Der Spezialist für Drohnenüberwachungstechnik Teledyne FLIR Defense hat das Mikrodrohnensystem Black Recon für militärische Überwachungs- und Aufklärungsmissionen entwickelt und auf der Pariser Rüstungsmesse Eurosatory vorgestellt. Die Drohnen starten von mobilen Militärfahrzeugen oder festen Basen aus selbstständig und führen autonom ihre Missionen durch.
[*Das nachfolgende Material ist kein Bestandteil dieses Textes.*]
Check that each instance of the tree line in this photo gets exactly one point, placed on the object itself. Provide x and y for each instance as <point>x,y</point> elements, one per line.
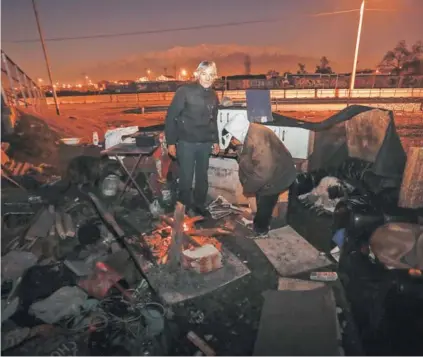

Zurückgekehrte Drohnen werden mit einem Greifarm eingefangen und gegen eine neue, aufgeladene Drohne ausgetauscht, sodass Überwachungs- und Aufklärungsaufgaben nahtlos weitergeführt werden können.

Mit Mikrodrohnen können in militärischen Einsätzen Bodentruppen den Gegner aufklären und sich ein Lagebild über die Gefechtsfeldsituation machen. Die begrenzte Akkulaufzeit der Drohnen führt jedoch zu Lücken in der Aufklärung, sodass kein kontinuierliches Lagebild vorliegt. Das „Black Recon“ soll diese Lücke füllen können, indem Mikrodrohnen autonom von einer mobilen oder festen Plattform aus starten, dort wieder landen und sich automatisch abwechseln, sobald der Flugakku im Einsatz zur Neige geht.

„Black Recon“ Plattform für bis zu drei Mikrodrohnen

Bei Black Recon handelt es sich um eine kombinierte Start-Lande-Aufladestation, von der aus kompatible Mikrodrohnen wie etwa die Black Hornet 4 desselben Herstellers operieren können. Drei solcher Drohnen nimmt Black Recon auf. Die Drohnen sind dort geschützt in einer verschlossenen Box untergebracht, die sich automatisch öffnet, sobald eine der Drohnen zu ihrer Mission startet oder von ihr zurückkehrt.